And based on this you can gurantee I won't ever use it.
"realistic free drivers" OH PUHLEASE! ! What drivers are you using? ! Seriously, nouveau is the biggest pile of feces around!
Oh, now I know your deal.. "past X11..." Dude, X11 has been around probably longer than you been alive, and you can spout off about how wunderbar waycrap is, but your blowing it out your rear!
With the movement BACK to thin computing or "cloud" for you whippersnappers! Thats right we've been here before! You just were not around for it the first time! X11's network based options are an ABSOLUTE MUST. I can be any where and SSH back to my box(s) and run stuff just like I was sitting at that PC. If you don't understand how that fits into your oh so precious cloud, maybe your cloud is a little to high and the lack of oxygen is effectin you.
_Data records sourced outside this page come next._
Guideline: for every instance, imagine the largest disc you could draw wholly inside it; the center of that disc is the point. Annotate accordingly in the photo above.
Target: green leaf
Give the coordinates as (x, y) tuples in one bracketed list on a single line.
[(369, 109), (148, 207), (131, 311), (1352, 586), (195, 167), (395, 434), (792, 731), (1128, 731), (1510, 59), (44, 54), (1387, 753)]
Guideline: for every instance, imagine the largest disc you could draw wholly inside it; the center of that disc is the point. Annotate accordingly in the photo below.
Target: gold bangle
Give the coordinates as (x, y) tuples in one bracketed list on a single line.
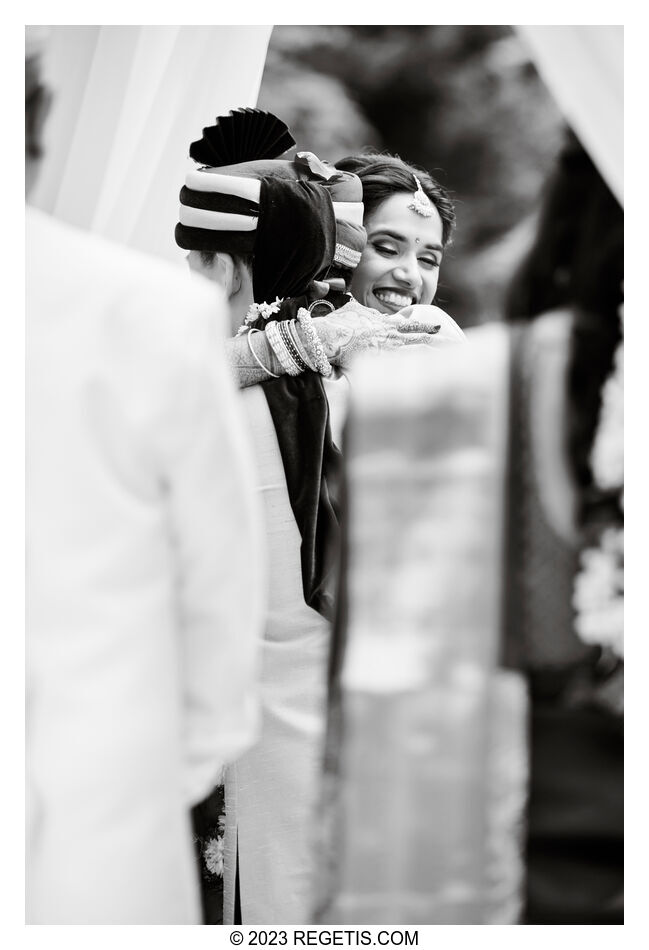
[(254, 355)]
And no I don't need to run X11 on top of another layer of crap to do it!
He's part of the problem which causes so many issues with OEM's be it nVidia or some one else in another area printers, scanners etc.. Yes open source has benefits when OEM's refuse to support things on Linux ie: c2esp that got Kodak printers to print in Linux, when the perfectly working drivers Kodak developed they refused to release to Linux, yet would offer it on macrud. (Yes I am aware there was specific macrud binary blob involved!) Kodaks own implosion had alot to do with this. Many tried to get them to come to the community.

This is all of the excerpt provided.